First, I'd like to say that not every snake is suitable for every person. This goes for any pet. There's a reason its better for grandma to have a cat in her apartment than a mastiff. Not everyone is prepared to house and maintain every kind of python, either. Some captive reptiles demand more attention and care than others do. Some are more delicate in captivity, and for others, the size of the pet might be a factor.
I think any of the smaller python species-ball pythons, carpet pythons and blood pythons-are great first snakes. Most of the commonly bred colubrid species are great snakes for the inexperienced keeper. The same goes for leopard geckos and bearded dragons. In any case, the first-time keeper has a responsibility to learn as much about the animal before the purchase and prepare for it accordingly.
What advice can you give to new herp keepers who want to try their hand at breeding?
Breeding the animals we keep adds a new dimension to the experience. It's really satisfying to see eggs laid and hatch, and to see newborn snakes take their first meal. We've spent a lot of time talking about the economics of the business, but, for me, this is what it's all about.
For the first-time breeder, I'd say pick a species that you like. Try something that lends itself to breeding in captivity, something other people are breeding. Read what you can, talk to people. Find a breeder that works with the same kind of animal, ask questions and get your animals from him (not the guy who sells the same thing for $5 less and won't return your calls). Do business with the people who help you.

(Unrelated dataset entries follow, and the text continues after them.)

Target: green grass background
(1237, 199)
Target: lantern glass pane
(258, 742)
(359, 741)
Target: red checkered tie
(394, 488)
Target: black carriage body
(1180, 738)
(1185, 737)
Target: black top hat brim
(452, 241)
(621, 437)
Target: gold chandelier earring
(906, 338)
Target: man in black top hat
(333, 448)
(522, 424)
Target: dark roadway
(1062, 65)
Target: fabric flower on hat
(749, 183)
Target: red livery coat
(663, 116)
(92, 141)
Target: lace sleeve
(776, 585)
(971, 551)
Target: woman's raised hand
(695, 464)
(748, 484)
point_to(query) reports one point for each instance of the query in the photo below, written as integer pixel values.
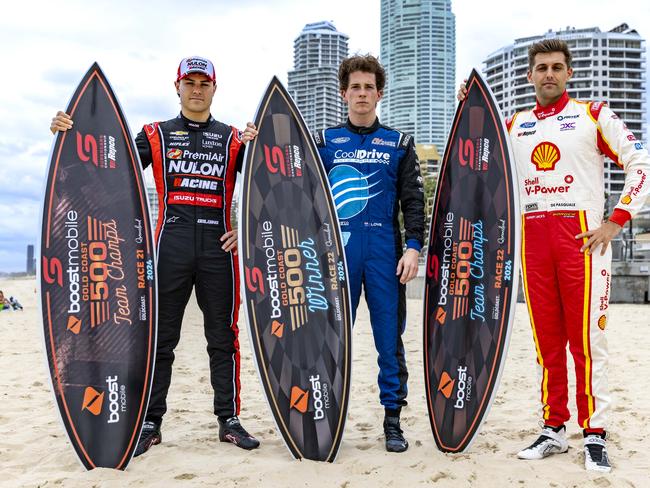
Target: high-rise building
(418, 50)
(313, 83)
(607, 66)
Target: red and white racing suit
(559, 151)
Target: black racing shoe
(395, 441)
(231, 430)
(150, 436)
(596, 458)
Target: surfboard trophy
(471, 270)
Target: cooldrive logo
(100, 151)
(378, 141)
(288, 161)
(93, 401)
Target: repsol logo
(116, 399)
(321, 397)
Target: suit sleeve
(617, 142)
(411, 196)
(144, 148)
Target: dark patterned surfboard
(472, 270)
(295, 281)
(97, 278)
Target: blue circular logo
(350, 189)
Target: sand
(34, 450)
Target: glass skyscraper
(418, 50)
(313, 83)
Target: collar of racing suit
(195, 125)
(552, 109)
(362, 130)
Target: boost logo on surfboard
(97, 279)
(295, 281)
(471, 272)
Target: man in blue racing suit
(373, 173)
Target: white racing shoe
(596, 458)
(549, 442)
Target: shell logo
(545, 156)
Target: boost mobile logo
(93, 401)
(299, 399)
(446, 385)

Where do you see herpetoculture going in the next 10 years?
I think there must be many reptiles and amphibians that would make great captives. Ten years ago, how many of us could have predicted the success of the bearded dragon? What other animals are out there that have the same potential to make great pets? What other feeder animals and insects could we be using now? What animals might we learn how to produce that we currently don't breed with regularity? We might find answers to all of these questions in the next 10 years.
I think we need to work hard to preserve our rights, to fight ill-advised local regulations that restrict our ability to pursue our interests. Ten years ago, I couldn't have predicted where we are today. I'm sure the next 10 years will hold a lot of surprises.
In closing, are there any final comments you would like to make?
I love snakes! I'm grateful every day that I enjoy my work as much as I do. It's not that the job doesn't have its own special set of headaches, but really, you can't beat the snake biz!